AdKu Posted August 10, 2016 Posted August 10, 2016 Scenario 1 The plan is a basic safe harbor matching plan where employees are also grouped in classes for profit sharing purposes. If only one class of the NHCE receive profit sharing contribution, does this trigger Top Heavy test or any other test at all (except 410(b))? due to the fact other NHCE classes didn’t receive any profit sharing contribution? Scenario 2 The plan is a 3% safe harbor NEC plan where employees are also grouped in classes for profit sharing purposes. If only one class of the HCE are excluded from getting the 3% Safe Harbor, does this trigger Top Heavy test or any other test at all (except 410(b))? assuming no other contribution except deferrals and 3% Safe Harbor
John Feldt ERPA CPC QPA Posted August 10, 2016 Posted August 10, 2016 Scenario 1. If the only allocations are deferrals and safe harbor, then the plan is exempt from top heavy for that plan year. If any other amount is allocated in the plan, even if from a forfeiture, you must do a top heavy test to determine if that plan year is top heavy. If it is top heavy, they need to provide any top heavy minimums and apply the top heavy vesting schedule. If no HCEs receive any nonelective allocations, such as profit sharing, then you will not need to run a 401(a)(4) test for the nonelective allocations. You don't have to test for discrimination among NHCEs, you only do that for testing discrimination in favor of HCEs. So if the owner's sibling is a NHCE, they can get a large profit sharing allocation and all of the other NHCEs can receive zero profit sharing, but just be aware that the PS amount will show up on the 5500 and the SAR. Scenario 2 Some or all HCEs can be excluded from safe harbor. Some of those HCEs might not be key employees. Regardless, if the plan only allocates deferrals and safe harbor, the plan is exempt from top heavy for that plan year.

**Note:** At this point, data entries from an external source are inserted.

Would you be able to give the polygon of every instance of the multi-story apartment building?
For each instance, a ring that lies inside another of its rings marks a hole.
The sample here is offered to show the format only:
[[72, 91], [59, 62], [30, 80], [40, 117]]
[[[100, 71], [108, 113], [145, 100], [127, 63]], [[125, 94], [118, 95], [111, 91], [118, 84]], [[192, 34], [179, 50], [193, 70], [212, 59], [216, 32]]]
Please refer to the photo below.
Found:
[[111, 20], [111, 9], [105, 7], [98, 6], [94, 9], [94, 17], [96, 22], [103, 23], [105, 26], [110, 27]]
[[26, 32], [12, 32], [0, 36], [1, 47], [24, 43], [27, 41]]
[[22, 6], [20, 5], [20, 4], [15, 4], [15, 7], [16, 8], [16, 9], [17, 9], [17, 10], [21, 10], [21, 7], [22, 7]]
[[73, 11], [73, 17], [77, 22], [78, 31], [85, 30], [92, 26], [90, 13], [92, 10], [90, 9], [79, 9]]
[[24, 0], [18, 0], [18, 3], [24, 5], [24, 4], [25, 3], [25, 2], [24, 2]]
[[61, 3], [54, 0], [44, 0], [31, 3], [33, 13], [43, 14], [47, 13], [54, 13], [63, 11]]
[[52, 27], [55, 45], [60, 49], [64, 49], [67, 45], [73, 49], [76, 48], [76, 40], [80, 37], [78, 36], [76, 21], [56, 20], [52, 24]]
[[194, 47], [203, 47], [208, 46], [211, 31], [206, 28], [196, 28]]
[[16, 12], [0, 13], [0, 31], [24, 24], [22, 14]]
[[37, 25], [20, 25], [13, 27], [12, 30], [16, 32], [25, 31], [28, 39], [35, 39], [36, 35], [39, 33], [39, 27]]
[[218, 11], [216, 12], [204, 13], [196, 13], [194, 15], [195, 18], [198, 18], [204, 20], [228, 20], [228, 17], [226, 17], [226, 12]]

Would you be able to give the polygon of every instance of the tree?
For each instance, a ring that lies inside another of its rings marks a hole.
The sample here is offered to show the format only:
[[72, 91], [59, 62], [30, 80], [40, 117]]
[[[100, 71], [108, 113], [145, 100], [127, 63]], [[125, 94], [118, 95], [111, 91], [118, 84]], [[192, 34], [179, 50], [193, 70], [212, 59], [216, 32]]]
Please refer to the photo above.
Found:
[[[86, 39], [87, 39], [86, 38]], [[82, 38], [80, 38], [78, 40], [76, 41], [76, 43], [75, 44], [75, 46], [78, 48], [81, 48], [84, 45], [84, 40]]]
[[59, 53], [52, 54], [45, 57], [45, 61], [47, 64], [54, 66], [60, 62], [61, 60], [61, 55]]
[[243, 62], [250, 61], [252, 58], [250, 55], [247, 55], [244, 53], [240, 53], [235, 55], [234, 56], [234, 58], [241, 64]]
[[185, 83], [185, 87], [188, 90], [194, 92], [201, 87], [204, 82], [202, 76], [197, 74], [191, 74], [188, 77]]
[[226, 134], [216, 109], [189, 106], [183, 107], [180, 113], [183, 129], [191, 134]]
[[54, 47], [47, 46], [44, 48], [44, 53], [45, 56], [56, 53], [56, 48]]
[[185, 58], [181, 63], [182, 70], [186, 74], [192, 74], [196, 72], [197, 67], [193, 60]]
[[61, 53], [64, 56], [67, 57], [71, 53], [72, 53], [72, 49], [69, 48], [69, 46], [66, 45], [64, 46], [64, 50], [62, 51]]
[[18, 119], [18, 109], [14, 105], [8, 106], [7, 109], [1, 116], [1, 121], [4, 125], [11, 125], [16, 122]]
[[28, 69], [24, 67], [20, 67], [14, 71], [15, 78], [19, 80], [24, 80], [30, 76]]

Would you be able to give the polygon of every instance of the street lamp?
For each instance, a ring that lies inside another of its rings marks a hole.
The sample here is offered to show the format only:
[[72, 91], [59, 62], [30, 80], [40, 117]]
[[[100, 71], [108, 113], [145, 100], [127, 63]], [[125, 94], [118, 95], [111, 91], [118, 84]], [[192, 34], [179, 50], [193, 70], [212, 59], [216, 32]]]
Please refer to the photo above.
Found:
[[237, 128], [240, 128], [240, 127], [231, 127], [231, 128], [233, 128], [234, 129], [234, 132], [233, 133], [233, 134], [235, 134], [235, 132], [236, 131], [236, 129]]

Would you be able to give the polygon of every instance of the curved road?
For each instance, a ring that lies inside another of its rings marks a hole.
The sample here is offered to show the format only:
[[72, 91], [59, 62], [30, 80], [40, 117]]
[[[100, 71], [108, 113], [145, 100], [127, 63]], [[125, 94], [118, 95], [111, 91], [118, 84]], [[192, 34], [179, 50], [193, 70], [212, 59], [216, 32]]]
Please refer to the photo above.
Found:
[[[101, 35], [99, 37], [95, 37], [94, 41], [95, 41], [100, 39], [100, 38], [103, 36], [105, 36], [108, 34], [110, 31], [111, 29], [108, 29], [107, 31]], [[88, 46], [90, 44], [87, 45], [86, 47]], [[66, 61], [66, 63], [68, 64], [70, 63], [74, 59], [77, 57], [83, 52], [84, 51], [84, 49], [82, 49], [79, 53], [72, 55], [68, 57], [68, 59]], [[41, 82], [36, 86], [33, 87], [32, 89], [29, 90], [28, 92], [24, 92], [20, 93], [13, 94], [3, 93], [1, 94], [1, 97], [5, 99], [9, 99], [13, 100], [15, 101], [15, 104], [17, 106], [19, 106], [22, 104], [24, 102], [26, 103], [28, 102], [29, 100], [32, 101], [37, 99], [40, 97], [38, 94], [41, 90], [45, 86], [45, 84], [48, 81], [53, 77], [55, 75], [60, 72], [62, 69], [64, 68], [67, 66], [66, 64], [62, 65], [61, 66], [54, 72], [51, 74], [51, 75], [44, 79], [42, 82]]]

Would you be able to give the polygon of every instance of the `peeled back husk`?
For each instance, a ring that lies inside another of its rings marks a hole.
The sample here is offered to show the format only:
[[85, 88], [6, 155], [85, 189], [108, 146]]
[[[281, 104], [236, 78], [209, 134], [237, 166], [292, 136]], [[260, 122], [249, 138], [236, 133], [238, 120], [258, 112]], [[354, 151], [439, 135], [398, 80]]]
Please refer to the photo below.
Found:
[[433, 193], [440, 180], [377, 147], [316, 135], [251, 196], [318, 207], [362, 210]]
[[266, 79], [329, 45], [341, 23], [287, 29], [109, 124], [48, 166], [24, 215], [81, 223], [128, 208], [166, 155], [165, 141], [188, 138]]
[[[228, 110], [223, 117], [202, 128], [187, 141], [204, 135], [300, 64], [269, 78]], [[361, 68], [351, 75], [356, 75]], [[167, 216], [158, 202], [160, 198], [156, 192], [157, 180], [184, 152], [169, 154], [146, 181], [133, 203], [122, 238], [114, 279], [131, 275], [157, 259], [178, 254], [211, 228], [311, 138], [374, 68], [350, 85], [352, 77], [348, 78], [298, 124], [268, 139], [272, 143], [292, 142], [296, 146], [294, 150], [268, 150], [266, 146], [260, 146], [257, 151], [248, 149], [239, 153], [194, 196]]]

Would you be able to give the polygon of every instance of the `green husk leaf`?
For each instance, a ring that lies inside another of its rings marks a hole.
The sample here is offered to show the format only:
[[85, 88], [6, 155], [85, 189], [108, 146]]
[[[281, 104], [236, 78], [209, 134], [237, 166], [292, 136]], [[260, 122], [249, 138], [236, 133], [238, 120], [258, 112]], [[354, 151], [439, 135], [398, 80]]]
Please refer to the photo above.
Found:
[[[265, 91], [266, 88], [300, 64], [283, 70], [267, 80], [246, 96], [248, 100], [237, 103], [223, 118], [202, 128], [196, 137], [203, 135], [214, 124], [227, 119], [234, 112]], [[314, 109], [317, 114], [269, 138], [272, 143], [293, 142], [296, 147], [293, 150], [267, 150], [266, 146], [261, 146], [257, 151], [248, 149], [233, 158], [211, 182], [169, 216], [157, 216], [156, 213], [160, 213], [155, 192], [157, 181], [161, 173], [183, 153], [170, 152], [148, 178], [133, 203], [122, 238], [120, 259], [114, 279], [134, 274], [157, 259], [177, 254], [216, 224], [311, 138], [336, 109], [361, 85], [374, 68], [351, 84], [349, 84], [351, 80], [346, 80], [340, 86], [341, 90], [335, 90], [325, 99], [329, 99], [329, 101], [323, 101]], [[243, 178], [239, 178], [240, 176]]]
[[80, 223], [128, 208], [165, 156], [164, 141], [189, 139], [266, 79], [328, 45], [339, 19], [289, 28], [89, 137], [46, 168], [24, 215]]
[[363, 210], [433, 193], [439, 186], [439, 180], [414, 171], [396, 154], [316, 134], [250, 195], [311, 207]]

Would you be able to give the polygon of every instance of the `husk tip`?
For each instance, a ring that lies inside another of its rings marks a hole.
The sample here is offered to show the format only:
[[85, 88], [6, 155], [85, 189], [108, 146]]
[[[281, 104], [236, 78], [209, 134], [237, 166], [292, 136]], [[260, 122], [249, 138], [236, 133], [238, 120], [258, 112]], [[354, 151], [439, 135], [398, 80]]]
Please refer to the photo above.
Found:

AdKu Posted August 11, 2016 Author Posted August 11, 2016 John, Many thanks! If I understand your answer for Scenario 1 correctly, it doesn't matter who gets the profit sharing allocation (in my case it was NHCEs) and it source (whether new money or forfeiture money) for any safe harbor plan to lose its Top Heavy exemption.
John Feldt ERPA CPC QPA Posted August 11, 2016 Posted August 11, 2016 Correct, but there is one additional exception that might be useful here. If, in addition to the allocation of deferrals and safe harbor, there is an allocation toward an additional match - and that match is not a safe harbor match but meets the requirements to be ACP-free, then you are still exempt from top heavy. For example, an additional like this would be ACP-free: a fixed-required additional match that is uniform, its match rate does not climb as deferral rates increase, ignores deferrals over 6% of pay, and has no allocation conditions. This match can have a vesting schedule. Another example, a discretionary additional that is uniform, its match rate does not climb as deferral rates increase, ignores deferrals over 6% of pay, has no allocation conditions, and overall is not more than 4% of compensation. This match can have a vesting schedule.